I would normally put forth a challenge to myself at this point, but, realistically, I’ll likely feel paralyzed every time I publish, regardless of how illogical it is to feel that. All I will vow to do is to try and remember to come back to this post the next time the analysis paralysis hits me. Maybe if I remember this post, I’ll be able to summon enough courage and reasonableness to move past my overthinking and to just leap into publishing. Only time will tell if I take my own advice, right?
It’s time for another writing accomplishment update! I have some good news and some not so good news (nothing life-changing or devastating, just a little disappointing) about my writing practice. Let’s dive in!
The good news is, I worked on my book in the month of March, and, as of the time of this post, I’ve edited more than 70% of it! If I’m diligent, I can be done with this first round of edits by mid-May. Then I can put the book down fora bit, then come back to it for Round 2 of my edits. I am so happy to see some progress on this work!
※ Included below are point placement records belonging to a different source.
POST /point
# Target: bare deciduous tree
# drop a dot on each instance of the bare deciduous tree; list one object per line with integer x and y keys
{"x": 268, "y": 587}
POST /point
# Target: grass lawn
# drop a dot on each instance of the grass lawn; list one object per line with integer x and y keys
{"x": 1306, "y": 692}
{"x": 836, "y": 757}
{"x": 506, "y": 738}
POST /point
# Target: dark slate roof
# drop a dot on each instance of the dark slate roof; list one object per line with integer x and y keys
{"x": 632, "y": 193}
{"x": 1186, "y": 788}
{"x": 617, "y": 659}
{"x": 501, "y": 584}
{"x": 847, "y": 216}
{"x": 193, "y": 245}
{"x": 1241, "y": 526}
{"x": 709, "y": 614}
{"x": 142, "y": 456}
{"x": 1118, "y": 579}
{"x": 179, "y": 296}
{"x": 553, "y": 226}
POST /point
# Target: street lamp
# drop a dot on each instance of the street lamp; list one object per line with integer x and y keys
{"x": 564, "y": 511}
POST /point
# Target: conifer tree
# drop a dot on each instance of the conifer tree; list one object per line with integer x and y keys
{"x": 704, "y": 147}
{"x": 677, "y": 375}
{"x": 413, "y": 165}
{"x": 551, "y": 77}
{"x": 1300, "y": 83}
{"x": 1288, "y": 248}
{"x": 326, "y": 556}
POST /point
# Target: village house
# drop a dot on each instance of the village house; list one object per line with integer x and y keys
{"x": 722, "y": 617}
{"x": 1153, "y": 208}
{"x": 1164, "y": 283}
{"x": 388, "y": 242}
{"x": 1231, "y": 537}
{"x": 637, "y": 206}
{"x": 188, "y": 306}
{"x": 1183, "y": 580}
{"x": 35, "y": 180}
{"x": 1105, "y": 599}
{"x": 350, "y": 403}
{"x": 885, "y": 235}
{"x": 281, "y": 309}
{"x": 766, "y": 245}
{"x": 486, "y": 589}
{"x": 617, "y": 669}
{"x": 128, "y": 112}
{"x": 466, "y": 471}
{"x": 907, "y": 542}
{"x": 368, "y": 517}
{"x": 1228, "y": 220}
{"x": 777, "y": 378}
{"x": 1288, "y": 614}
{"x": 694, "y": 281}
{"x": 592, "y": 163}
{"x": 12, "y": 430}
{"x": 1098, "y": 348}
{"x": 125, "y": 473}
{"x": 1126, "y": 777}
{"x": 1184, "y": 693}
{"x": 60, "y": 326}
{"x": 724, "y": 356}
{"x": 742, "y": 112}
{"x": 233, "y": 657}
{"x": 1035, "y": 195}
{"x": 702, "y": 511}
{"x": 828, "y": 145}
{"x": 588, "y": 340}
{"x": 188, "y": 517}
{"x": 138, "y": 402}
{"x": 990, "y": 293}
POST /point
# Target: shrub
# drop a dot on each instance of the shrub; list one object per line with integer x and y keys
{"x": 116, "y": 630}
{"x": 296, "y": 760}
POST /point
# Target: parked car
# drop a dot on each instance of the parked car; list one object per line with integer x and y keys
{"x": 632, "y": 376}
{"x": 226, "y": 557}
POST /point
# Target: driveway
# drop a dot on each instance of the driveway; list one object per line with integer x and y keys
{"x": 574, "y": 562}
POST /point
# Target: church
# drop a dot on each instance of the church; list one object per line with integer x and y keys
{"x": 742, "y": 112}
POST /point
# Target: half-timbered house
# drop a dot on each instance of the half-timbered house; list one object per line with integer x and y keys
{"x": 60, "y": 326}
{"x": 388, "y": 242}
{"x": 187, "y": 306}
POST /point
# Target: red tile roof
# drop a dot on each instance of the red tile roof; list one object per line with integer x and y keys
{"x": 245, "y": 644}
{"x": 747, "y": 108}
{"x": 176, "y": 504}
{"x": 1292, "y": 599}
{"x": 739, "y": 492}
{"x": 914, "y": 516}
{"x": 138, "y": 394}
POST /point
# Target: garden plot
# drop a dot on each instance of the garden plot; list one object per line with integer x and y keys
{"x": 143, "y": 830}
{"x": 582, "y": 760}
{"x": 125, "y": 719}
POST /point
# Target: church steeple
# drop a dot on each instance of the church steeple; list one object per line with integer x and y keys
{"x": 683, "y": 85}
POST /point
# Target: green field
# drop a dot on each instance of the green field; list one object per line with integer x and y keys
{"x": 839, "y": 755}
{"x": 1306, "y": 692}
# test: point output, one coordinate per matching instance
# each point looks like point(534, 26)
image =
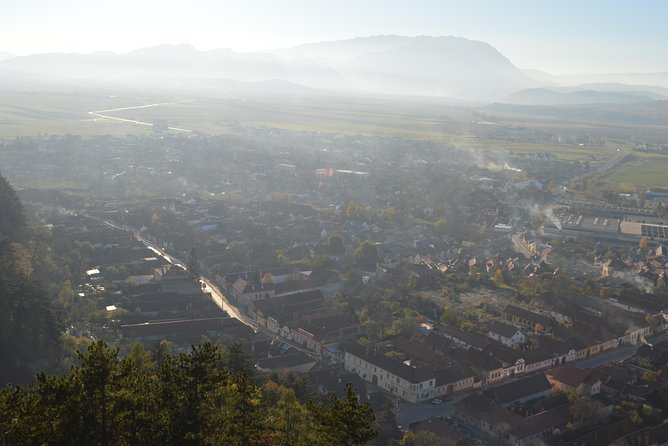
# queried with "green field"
point(646, 170)
point(44, 113)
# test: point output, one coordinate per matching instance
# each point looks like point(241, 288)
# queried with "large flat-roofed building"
point(650, 230)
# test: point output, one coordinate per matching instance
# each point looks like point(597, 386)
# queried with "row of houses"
point(423, 372)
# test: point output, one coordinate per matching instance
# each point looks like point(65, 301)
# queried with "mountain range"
point(445, 67)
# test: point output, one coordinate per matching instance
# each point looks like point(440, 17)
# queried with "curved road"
point(216, 295)
point(102, 114)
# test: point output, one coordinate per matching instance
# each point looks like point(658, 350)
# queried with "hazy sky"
point(558, 36)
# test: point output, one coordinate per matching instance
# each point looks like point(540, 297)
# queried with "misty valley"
point(384, 240)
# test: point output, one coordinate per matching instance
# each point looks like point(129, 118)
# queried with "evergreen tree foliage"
point(189, 399)
point(347, 421)
point(193, 266)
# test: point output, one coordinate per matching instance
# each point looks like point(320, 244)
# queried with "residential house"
point(412, 384)
point(615, 268)
point(506, 334)
point(461, 338)
point(521, 390)
point(570, 378)
point(484, 415)
point(524, 318)
point(453, 379)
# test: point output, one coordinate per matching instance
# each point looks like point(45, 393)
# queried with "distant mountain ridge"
point(545, 96)
point(447, 67)
point(451, 67)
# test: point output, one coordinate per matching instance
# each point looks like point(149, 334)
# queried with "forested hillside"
point(205, 397)
point(29, 327)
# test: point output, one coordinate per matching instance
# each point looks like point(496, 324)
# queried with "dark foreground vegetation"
point(205, 397)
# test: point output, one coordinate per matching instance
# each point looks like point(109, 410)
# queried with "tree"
point(335, 241)
point(422, 438)
point(498, 278)
point(345, 422)
point(642, 243)
point(193, 266)
point(366, 255)
point(237, 361)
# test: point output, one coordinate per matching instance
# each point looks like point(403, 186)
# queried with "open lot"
point(33, 113)
point(646, 170)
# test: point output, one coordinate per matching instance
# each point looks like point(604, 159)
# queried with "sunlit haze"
point(558, 37)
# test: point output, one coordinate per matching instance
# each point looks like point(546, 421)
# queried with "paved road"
point(216, 295)
point(409, 413)
point(103, 114)
point(614, 355)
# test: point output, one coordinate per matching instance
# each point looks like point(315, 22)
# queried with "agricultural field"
point(646, 170)
point(53, 113)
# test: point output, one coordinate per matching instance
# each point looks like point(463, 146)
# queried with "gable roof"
point(485, 409)
point(398, 368)
point(528, 315)
point(522, 388)
point(505, 330)
point(572, 376)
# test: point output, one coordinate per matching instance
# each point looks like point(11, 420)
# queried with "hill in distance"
point(449, 67)
point(545, 96)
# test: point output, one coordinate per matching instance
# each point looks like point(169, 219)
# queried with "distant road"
point(216, 295)
point(103, 114)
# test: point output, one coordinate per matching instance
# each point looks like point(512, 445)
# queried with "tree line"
point(204, 397)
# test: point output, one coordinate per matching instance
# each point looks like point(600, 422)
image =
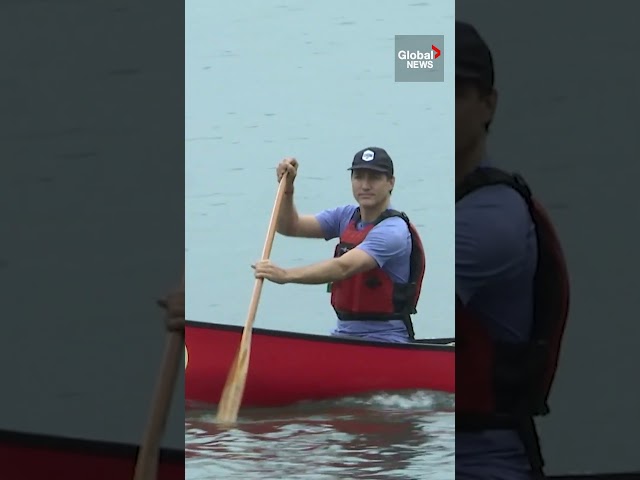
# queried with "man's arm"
point(291, 224)
point(345, 266)
point(385, 241)
point(492, 227)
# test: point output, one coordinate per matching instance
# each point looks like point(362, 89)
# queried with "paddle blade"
point(231, 397)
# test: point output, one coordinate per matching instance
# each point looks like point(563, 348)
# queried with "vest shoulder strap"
point(489, 176)
point(386, 214)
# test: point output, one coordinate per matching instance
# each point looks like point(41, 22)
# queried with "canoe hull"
point(26, 455)
point(287, 368)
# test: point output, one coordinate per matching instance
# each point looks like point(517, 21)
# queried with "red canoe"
point(290, 367)
point(31, 456)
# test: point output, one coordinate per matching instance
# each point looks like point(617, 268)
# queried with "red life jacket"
point(372, 295)
point(500, 385)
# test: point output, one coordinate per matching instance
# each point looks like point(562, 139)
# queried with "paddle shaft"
point(148, 456)
point(231, 397)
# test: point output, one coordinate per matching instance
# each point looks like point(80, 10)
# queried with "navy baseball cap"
point(373, 158)
point(474, 61)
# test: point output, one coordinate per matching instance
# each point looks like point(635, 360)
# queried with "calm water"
point(385, 436)
point(313, 80)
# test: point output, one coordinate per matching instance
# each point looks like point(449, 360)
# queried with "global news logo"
point(419, 59)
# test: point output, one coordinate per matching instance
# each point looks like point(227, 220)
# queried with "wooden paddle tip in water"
point(231, 398)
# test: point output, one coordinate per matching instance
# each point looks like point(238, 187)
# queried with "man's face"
point(371, 188)
point(474, 109)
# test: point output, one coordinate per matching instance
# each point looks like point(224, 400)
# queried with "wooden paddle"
point(231, 397)
point(149, 454)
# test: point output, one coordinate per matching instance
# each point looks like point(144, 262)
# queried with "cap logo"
point(367, 155)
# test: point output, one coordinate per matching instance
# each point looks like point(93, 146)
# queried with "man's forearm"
point(288, 217)
point(324, 272)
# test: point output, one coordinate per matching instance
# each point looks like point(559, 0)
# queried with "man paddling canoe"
point(376, 273)
point(511, 291)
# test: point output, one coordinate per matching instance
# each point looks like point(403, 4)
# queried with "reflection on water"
point(385, 436)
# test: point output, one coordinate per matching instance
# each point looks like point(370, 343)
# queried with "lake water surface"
point(268, 79)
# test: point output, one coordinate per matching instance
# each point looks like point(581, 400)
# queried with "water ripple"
point(381, 436)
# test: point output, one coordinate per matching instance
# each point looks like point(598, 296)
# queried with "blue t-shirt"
point(389, 243)
point(496, 254)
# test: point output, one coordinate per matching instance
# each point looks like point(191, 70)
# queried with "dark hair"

The not so good news comes down to two things: firstly, the amount of time I spent editing in March, and secondly, the gaps that need to be addressed in the story. I did my last edit on March 14, because my life suddenly got much busier (if you saw my Monday post, you’ll hear part of what was happening in my world). So, while I understand why I spent less time editing, I was still a little disappointed that I lost some of that precious editing time. The disappointment has passed (thankfully) but I learned a valuable lesson: even a few minutes of work on my book every day will feel better than thinking I’ve lost a block of time.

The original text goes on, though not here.